Mengele

Philip Wharam & Tim Marriott
Smokescreen Productions
Assembly George Square Theatre

Mengele

Dragging himself choking from the surf into the presence of a curiously garbed young girl, Josef Mengele—the chief camp physician of Auschwtiz, mass murderer and "Angel of Death"—finds himself in a strange dreamlike purgatory, trying to justify his life and actions.

Performed in three distinct acts, Mengele takes itself rather seriously, which befits the subject matter, although Tim Merriott, who adapted the piece from Philip Wharam's novel Right to Live, portrays Mengele as a very human doctor, at first secretive and afraid then later cheerful and charming, before allowing his prideful boasting and arrogance to paint a complete portrait of an all too human monster.

While Stefanie Rossi performs the part of the enigmatic stranger, older than her years in wisdom and insight, she's given less to do and feels more like a facilitator, prodding and coaxing from Mengele the next link in the chains that will sink him.

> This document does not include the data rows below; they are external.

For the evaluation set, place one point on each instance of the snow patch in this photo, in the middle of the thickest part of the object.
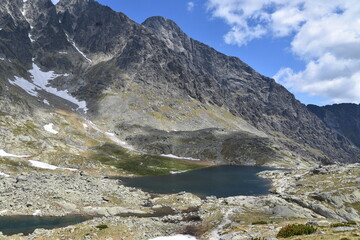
(40, 81)
(176, 172)
(32, 40)
(48, 166)
(74, 45)
(46, 102)
(175, 237)
(50, 129)
(37, 213)
(3, 211)
(5, 154)
(177, 157)
(113, 137)
(4, 175)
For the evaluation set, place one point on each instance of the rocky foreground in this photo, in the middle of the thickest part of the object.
(320, 196)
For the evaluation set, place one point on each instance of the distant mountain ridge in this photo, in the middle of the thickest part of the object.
(159, 89)
(343, 118)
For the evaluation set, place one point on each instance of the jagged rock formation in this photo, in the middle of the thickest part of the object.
(153, 84)
(343, 118)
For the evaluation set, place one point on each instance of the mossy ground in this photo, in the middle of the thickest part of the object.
(140, 164)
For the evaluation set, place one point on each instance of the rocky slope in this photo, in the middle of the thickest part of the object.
(325, 197)
(343, 118)
(151, 83)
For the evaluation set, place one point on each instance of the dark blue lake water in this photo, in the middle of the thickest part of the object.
(219, 181)
(10, 225)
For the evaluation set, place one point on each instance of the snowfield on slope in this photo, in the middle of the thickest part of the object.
(175, 237)
(48, 166)
(50, 129)
(5, 154)
(40, 81)
(177, 157)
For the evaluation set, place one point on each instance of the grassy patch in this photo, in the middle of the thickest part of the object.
(138, 164)
(344, 224)
(295, 230)
(102, 226)
(259, 223)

It's also a multimedia piece and, while I understand fully the decision to use both real photographs and film of Auschwitz as well as footage from Schindler's List to bookend the acts, it's a curious choice at one point to "borrow" part of Roy Batty's "Tears in Rain" soliloquy from the 1982 film Blade Runner.

It's unclear if Marriott included the line because thematically the sentiment fits, while there are also clear parallels that could be drawn between Mengele, Batty's existence as an engineered "perfect human" and even the disgraced knight Tannhäuser, as Wagner is another common reference. Or it could simply be because it's a line that sounds good, and frankly, it's most likely that will be how most audiences will receive it, with a clanging thud that pulls them out of the scene entirely.

Still, it's a powerhouse of a performance and, although we're never in any real doubt of how it will end, it's a satisfying and terrifying look into the heart of human cruelty and the masks of self deception which it wears.